Zemaria Pinto
Sônia
Aconteceu há quase 60
anos, de modo inesperado e casual, no entanto, permanece viva em minha lembrança
a figura mignon e sardenta de Sônia.
Eu caminhava pelo calçadão de Copacabana, em direção ao meu hotel, meio bêbado,
às duas da manhã, quando fui abordado por ela: toda de branco, pequena, as
curvas harmoniosas e delicadas, cabelos longos, negros, escorridos, a pele
branca tomada pelas sardas. – Moço, paga um cafezinho? Pensei, por que não?

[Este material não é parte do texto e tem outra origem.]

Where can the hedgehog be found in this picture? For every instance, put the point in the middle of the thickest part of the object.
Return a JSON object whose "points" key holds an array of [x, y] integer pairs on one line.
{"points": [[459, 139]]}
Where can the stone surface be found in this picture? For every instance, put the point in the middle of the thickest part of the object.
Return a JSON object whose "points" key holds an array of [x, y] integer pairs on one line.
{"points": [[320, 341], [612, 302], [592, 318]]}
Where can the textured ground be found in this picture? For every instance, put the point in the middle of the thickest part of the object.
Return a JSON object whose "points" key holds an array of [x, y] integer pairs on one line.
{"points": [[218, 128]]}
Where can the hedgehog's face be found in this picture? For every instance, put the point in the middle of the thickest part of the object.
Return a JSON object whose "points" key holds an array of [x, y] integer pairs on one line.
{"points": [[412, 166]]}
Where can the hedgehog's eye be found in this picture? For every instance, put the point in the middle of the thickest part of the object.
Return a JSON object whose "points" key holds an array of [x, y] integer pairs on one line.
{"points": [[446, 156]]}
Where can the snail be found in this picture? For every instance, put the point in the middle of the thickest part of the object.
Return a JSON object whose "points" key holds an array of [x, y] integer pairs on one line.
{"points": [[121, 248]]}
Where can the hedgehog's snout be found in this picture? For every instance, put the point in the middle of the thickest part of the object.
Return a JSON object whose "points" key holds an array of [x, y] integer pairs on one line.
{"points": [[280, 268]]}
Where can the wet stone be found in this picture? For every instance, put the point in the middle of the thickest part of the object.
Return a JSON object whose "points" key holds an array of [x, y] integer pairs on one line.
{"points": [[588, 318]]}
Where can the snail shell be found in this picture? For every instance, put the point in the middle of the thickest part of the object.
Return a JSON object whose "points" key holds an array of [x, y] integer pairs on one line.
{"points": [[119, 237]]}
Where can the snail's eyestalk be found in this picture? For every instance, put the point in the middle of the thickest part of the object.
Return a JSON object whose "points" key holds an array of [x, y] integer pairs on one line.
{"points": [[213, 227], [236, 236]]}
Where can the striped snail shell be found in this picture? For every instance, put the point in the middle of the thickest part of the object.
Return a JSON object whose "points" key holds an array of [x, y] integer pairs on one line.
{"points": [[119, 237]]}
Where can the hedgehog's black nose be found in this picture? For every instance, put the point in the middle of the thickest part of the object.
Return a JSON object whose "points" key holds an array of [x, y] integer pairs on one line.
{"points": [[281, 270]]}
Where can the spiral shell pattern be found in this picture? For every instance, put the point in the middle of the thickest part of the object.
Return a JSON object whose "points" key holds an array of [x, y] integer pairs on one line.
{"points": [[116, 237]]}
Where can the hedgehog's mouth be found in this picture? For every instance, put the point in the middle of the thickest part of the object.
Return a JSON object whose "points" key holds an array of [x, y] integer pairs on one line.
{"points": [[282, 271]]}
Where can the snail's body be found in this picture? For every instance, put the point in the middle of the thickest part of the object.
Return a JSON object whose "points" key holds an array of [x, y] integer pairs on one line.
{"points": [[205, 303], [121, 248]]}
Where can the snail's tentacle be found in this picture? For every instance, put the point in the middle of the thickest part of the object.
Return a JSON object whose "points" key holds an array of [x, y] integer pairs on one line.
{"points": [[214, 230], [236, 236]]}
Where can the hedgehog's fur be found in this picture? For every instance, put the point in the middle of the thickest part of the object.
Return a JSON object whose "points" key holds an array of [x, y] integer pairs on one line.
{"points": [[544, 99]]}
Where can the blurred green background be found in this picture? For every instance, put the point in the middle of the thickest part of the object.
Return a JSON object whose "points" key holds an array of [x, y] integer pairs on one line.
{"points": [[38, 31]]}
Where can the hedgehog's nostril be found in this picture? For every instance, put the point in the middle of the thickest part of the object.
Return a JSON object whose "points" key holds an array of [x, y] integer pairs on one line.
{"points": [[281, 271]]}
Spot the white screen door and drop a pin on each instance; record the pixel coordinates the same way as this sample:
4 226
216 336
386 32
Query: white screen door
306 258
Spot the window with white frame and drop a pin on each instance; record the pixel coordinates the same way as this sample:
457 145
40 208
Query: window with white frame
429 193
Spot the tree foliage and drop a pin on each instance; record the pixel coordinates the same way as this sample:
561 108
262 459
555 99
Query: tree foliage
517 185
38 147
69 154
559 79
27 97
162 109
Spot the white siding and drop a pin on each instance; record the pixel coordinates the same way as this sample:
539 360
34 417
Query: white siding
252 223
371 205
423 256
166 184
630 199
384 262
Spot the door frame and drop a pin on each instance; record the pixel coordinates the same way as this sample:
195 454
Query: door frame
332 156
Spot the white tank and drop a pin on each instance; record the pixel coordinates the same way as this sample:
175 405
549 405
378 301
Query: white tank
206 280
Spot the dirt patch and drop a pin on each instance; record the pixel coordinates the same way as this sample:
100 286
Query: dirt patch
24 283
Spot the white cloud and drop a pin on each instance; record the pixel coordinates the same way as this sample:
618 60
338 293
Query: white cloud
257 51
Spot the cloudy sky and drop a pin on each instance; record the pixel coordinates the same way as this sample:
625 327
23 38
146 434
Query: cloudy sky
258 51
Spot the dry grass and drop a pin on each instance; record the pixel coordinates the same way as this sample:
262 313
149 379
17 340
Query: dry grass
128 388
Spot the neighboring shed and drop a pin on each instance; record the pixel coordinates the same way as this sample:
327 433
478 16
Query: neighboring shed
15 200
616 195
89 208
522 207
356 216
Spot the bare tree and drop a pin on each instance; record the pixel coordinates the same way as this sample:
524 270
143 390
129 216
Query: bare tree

Teria companhia para aquela última noite, antes de voltar para casa. E uma
companhia agradável. Atravessamos, em busca de um boteco, fazia um frio digno
dos melhores outubros. Começamos a conversar e percebi que Sônia era agradável
não apenas por ser jovem e bonita: desenvolta, culta, apreciava a literatura
francesa do século XIX, que aprendera a ler no original com as freiras do Sacré-Coeur,
era leitora voraz dos poetas metafísicos brasileiros, que eu ignorava
absolutamente, e era fã do Cinema Novo e da Nouvelle Vague. O sol apontava
lento por trás do Arpoador quando fomos para o hotel. A cultura de Sônia não
era apenas literária e cinematográfica: conhecia o Kama Sutra e outros manuais menos ilustres nos seus detalhes mais
sublimes – e também nos mais sórdidos. Continuamos acordados, interrompendo o
rito apenas para o café da manhã, ali pelas 8, e depois para o almoço, pouco
depois das 13. Quando já não víamos mais resquícios do sol entrando pela janela
que dava para a praia, decidi que era hora de nos despedirmos. Sônia fez
questão de acompanhar-me ao aeroporto. Acedi. Na hora da despedida, ela
chorava, soluçando, como se nos conhecêssemos há décadas e eu estivesse indo
para o front. Não trocamos contatos.
Sabíamos que era a última vez que nos víamos, embora fosse também a primeira.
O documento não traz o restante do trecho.